Lately for Thursday 20 August 2020
10:20 New Zealand's aged care association members take no chances
Six-hundred rest homes around the country are members of New Zealand's Aged Care Association and they're observing alert level four restrictions to keep their residents safe.
The Ministry of Health says rest homes are permitted to operate under the lesser restrictive alert level two lockdown around New Zealand and alert level three in Auckland.
Karyn speaks with the Association's chief executive, Simon Wallace, about what their rest homes have learned from the first time New Zealand went into lockdown and how these lessons are being applied for the current lockdown conditions.
10:30 A book is returned to Newtown Library 118 years after it was borrowed
Staff at Wellington's Newtown Library have received a library book in the mail, returned 118 years after it was borrowed in 1902.
Karyn speaks with master book binder Barbara Schmelzer who found the book - 'The Earl of Derby' by George Saintsbury - in Sydney, where she lives.
10:45 The Rest Is History: The rise of the kiwi
The word kiwi is now synonymous with New Zealander, but it wasn't always that way.
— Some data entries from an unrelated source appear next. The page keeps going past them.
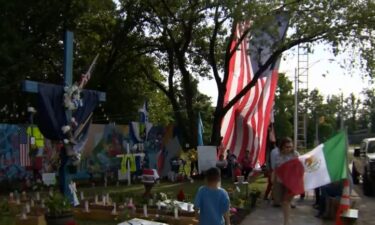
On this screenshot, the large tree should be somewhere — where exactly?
[125,0,375,147]
[274,74,294,138]
[0,0,173,124]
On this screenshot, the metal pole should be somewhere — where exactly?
[294,69,298,151]
[340,92,344,131]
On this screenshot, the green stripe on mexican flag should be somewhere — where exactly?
[276,132,348,194]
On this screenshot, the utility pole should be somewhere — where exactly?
[294,68,298,151]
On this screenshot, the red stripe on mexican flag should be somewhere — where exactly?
[276,132,348,195]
The small brown bird appears on our $1 coin, and its visage graces everything from shoepolish to bacon. But how did such the strange looking, flightless bird rise to such lofty heights?
On this day in 1904 a cartoon by J.C. Blomfield appeared in the New Zealand Free Lance, which is thought to have been the first time New Zealanders were depicted as the quirky-looking creature. And by 1908 the kiwi was the dominant symbol for New Zealand in cartoons, especially sporting ones.
To tell us more about how the kiwi made its cartoon debut, we are joined by author, historian, and founder of the New Zealand Cartoon and Comics Archive, Ian F Grant.